India has also seen growing interest from sovereign wealth funds over the past three years, on a scale never seen before, he said, adding that he was optimistic about their investment in many late-stage startups. advanced stage. “We had many funds that were not based in India, but were investing in India because of the opportunities the country offered them outside of their own. Many companies ended up raising funds that didn’t justify their size or progress. Over the past few years, some aggressive investors have not invested as much in India, creating a vacuum,” he said.
“This void has been filled by patient capital: sovereign funds have been very calm in 2020 and 2021; pension funds that were either discreet and probably had not invested much in India before; and growth arms of private equity funds, many of which did not invest heavily in technology before. So these three pockets of capital are mature, long term and patient and I anticipate we will see more activity from them in the future.
Even though late-stage funding remains significantly constrained, some investors see bright spots in India’s early-stage ecosystem. Peak XV, Lightspeed, Elevation, Accel and Nexus signed more than a dozen startup deals in January alone, according to a person familiar with the matter.
“While many in the ecosystem are busy guessing when winter will be over, we however believe there is no better time to build (and invest) than now,” said Rahul Taneja , partner of Lightspeed.

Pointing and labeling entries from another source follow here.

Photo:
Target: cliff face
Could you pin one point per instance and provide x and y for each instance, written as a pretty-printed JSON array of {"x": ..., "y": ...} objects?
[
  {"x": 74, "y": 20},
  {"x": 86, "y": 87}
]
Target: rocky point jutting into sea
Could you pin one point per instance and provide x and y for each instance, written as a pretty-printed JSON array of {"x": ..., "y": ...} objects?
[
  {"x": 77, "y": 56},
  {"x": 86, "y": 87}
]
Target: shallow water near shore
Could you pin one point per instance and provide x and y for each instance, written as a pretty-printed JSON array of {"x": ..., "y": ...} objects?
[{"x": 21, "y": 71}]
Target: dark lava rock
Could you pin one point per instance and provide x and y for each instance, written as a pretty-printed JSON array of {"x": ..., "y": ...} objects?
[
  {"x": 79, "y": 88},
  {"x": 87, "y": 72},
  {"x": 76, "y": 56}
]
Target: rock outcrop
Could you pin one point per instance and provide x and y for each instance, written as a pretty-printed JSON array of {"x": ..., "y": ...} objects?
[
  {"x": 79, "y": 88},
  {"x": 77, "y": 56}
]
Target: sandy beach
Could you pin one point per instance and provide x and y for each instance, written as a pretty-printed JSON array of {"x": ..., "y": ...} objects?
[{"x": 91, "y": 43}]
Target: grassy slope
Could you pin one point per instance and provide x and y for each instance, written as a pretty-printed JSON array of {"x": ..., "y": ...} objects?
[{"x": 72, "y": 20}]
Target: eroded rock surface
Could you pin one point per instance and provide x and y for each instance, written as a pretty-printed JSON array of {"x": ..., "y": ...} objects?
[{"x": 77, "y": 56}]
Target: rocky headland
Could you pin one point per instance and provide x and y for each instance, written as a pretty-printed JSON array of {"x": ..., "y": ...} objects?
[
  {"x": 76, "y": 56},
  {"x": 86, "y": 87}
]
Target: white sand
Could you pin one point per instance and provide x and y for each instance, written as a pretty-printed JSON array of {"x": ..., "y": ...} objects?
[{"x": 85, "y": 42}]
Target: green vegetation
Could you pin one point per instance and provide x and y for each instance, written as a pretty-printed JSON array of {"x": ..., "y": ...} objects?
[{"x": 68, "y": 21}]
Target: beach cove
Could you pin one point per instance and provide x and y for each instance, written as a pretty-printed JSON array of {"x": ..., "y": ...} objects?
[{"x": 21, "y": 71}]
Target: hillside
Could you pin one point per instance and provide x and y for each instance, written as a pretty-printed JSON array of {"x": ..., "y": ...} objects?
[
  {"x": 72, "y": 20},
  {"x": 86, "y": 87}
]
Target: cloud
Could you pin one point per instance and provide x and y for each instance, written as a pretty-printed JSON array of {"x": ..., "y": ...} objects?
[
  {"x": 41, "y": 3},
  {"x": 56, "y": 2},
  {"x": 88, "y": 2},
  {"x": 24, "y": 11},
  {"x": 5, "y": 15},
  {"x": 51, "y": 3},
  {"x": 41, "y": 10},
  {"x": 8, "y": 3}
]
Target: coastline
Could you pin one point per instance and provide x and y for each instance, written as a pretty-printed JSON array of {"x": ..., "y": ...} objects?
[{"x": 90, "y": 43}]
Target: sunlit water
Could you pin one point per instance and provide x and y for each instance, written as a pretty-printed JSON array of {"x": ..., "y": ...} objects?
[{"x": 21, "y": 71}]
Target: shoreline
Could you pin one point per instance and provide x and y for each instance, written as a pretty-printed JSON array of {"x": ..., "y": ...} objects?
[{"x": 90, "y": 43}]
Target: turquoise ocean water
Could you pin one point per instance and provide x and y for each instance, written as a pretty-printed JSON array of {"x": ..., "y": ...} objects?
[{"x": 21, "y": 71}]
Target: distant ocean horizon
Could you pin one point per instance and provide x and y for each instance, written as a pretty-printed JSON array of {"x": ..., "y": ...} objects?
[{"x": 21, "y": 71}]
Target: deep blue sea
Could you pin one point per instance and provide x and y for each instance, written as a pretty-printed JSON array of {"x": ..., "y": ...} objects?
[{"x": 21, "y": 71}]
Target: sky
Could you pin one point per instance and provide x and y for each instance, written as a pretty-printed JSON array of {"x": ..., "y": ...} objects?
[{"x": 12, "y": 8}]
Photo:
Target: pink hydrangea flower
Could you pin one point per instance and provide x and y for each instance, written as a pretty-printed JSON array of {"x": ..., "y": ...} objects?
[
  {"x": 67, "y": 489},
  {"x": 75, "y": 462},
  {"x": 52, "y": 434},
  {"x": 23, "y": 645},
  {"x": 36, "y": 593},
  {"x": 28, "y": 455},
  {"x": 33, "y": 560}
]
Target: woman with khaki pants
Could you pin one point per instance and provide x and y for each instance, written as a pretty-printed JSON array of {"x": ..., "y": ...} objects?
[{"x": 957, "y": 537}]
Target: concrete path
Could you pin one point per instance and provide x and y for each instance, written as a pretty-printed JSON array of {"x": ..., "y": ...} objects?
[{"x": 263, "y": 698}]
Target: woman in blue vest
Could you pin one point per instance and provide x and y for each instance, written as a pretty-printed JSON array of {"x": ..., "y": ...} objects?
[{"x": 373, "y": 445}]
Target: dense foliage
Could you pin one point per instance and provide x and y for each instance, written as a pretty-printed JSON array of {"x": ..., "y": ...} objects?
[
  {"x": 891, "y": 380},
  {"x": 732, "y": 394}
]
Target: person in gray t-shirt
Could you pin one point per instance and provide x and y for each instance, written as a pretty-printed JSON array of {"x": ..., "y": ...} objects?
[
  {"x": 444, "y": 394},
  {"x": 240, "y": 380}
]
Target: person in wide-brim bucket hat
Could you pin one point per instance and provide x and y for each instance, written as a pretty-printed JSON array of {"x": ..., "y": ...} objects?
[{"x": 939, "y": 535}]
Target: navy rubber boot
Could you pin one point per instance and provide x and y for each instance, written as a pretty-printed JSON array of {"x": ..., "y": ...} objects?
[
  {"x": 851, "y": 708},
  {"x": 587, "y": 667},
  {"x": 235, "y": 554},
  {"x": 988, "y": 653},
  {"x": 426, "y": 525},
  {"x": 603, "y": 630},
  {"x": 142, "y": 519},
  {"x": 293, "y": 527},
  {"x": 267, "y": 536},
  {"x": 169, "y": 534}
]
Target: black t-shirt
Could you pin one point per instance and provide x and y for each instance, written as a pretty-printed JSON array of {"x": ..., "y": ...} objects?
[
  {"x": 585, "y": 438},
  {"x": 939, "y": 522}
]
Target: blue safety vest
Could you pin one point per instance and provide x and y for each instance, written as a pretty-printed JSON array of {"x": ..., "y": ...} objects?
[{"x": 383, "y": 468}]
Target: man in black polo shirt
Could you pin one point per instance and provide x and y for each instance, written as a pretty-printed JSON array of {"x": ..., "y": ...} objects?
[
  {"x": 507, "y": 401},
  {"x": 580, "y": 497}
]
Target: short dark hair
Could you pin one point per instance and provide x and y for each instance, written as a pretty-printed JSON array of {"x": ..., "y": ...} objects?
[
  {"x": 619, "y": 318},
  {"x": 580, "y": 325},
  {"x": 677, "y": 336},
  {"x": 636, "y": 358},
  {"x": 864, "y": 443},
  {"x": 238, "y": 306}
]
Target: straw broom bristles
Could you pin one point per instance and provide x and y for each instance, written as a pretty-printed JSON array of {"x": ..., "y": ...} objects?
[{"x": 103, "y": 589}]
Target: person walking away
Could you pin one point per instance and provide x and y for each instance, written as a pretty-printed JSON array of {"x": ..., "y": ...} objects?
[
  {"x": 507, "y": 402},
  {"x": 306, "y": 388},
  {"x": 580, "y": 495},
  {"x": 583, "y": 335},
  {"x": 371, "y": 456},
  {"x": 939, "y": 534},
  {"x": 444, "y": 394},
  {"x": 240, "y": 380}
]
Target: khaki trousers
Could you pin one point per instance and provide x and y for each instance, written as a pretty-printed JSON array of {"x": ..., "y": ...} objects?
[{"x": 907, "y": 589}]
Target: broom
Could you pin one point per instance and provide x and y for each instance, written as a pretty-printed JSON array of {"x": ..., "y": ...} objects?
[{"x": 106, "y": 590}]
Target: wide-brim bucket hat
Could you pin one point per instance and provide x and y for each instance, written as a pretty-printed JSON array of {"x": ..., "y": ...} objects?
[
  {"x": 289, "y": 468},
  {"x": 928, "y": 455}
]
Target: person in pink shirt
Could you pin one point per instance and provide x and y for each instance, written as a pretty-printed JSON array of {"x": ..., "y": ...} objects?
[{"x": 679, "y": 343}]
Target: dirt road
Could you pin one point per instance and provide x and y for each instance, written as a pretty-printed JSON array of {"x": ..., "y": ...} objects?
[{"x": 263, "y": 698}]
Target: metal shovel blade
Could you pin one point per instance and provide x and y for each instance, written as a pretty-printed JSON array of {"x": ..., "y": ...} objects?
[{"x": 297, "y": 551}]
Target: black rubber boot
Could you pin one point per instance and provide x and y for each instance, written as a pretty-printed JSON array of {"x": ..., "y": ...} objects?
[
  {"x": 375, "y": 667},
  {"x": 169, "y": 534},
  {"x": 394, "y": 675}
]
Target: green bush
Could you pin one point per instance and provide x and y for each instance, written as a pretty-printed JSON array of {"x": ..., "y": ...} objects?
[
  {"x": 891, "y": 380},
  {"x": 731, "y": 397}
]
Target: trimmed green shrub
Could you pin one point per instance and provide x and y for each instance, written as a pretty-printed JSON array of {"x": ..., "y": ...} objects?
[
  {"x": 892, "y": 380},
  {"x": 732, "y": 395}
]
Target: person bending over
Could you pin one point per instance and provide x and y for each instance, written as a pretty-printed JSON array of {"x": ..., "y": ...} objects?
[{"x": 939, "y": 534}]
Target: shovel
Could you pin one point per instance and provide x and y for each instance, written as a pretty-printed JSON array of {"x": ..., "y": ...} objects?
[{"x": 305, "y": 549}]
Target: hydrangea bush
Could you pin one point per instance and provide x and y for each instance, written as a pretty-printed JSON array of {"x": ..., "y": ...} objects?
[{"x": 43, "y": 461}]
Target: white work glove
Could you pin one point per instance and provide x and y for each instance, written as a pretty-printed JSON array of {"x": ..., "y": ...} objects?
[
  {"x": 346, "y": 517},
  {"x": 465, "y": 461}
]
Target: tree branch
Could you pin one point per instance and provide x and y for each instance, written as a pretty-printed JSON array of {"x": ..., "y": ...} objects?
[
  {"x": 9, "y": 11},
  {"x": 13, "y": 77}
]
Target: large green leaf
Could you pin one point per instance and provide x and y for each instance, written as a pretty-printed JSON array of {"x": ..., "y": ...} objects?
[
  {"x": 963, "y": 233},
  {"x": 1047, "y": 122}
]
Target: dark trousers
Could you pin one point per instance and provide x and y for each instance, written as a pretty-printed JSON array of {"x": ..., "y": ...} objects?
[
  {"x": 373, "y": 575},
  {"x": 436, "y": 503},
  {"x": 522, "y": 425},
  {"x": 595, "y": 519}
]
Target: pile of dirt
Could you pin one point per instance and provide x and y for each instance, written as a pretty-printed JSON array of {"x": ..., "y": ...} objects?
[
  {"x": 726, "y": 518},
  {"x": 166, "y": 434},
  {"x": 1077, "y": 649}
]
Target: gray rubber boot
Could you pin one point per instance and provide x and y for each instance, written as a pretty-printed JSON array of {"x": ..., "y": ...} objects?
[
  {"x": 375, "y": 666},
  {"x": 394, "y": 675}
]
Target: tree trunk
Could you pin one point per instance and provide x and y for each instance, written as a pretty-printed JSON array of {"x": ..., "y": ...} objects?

Qualified talent and eager capital remain accessible at early stages, he said. “The quality of founders is much better: people leaving their jobs really believe in their ideas and are ready to take the plunge in what most would call a “slow year.” Access to high-quality talent is much better and capital allocators have been waiting to make bolder bets. Every day we meet exceptional founders in the early stages of building a business – and we realize how lucky we are to be able to support the digital growth of India and Asia from the South-East.